Umfragen zufolge könnte die Pandemie und die Art und Weise, wie die Trump-Regierung auf den Notfall reagiert hat, die Position der Republikaner unter den älteren Wählern untergraben.

Eine am 8. September veröffentlichte NBC / Marist-Umfrage ergab, dass Biden Trump unter Senioren in Florida um 49% bis 48% besiegte.

Umfragen zum Ausstieg im Jahr 2016 zeigten, dass Trump diese Altersgruppe um 57% bis 40% gewann.

3. Verurteilte, die zum ersten Mal wählen, könnten den Demokraten helfen

Am 11. September erschwerte eine Entscheidung eines Bundesberufungsgerichts vielen von 1,4 Millionen ehemaligen Straftätern Floridas die Wahl bei den Wahlen im November, wenn nicht sogar unmöglich.

Das Gerichtsurteil hat in diesem Staat starke Wahlfolgen.

"Viele dieser ehemaligen Straftäter sind Afroamerikaner – in etwa 90% der Fälle melden sich Afroamerikaner bei der Demokratischen Partei an und wählen demokratische Kandidaten", sagte Professor Kathryn DePalo-Gould, eine Expertin an der Florida International University in Miami, gegenüber der BBC in einem Interview im letzten März.

Bis 2018 war Florida einer von wenigen Staaten, die Verbrechern lebenslange Wahlverbote auferlegten. Ein landesweites Referendum in diesem Jahr hob das Verbot auf.

Doch kurz darauf verabschiedete der von den Republikanern kontrollierte Gesetzgeber ein Gesetz, das die Forderung hinzufügte, dass ehemalige Straftäter, um wählen zu können, zunächst alle im Rahmen ihrer Strafen auferlegten Geldverpflichtungen bezahlen mussten, die Tausende von Dollar erreichen könnten.

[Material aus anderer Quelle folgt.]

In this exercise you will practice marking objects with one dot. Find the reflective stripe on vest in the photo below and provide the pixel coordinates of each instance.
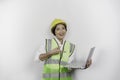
(53, 61)
(54, 75)
(54, 65)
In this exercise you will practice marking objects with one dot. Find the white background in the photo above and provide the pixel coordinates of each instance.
(23, 23)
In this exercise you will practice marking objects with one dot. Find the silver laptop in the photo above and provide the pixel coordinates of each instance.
(77, 65)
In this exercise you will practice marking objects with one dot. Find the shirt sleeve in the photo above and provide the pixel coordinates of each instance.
(41, 50)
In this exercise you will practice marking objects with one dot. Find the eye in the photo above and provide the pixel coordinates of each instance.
(63, 28)
(57, 29)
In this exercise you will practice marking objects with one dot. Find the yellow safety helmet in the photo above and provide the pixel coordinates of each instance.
(57, 21)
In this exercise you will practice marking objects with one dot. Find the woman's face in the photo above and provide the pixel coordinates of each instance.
(60, 31)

Trotz früherer rechtlicher Anfechtungen durch Bürgerrechtsgruppen entschied das Berufungsgericht vom 11. September, dass die Maßnahme bestehen bleiben würde.

Die Demokraten könnten nun die Stimme vieler Ex-Verbrecher erhalten, denen es gelingt, ihre Geldverpflichtungen vor November zu erfüllen, aber höchstwahrscheinlich in weitaus geringerer Anzahl als erwartet.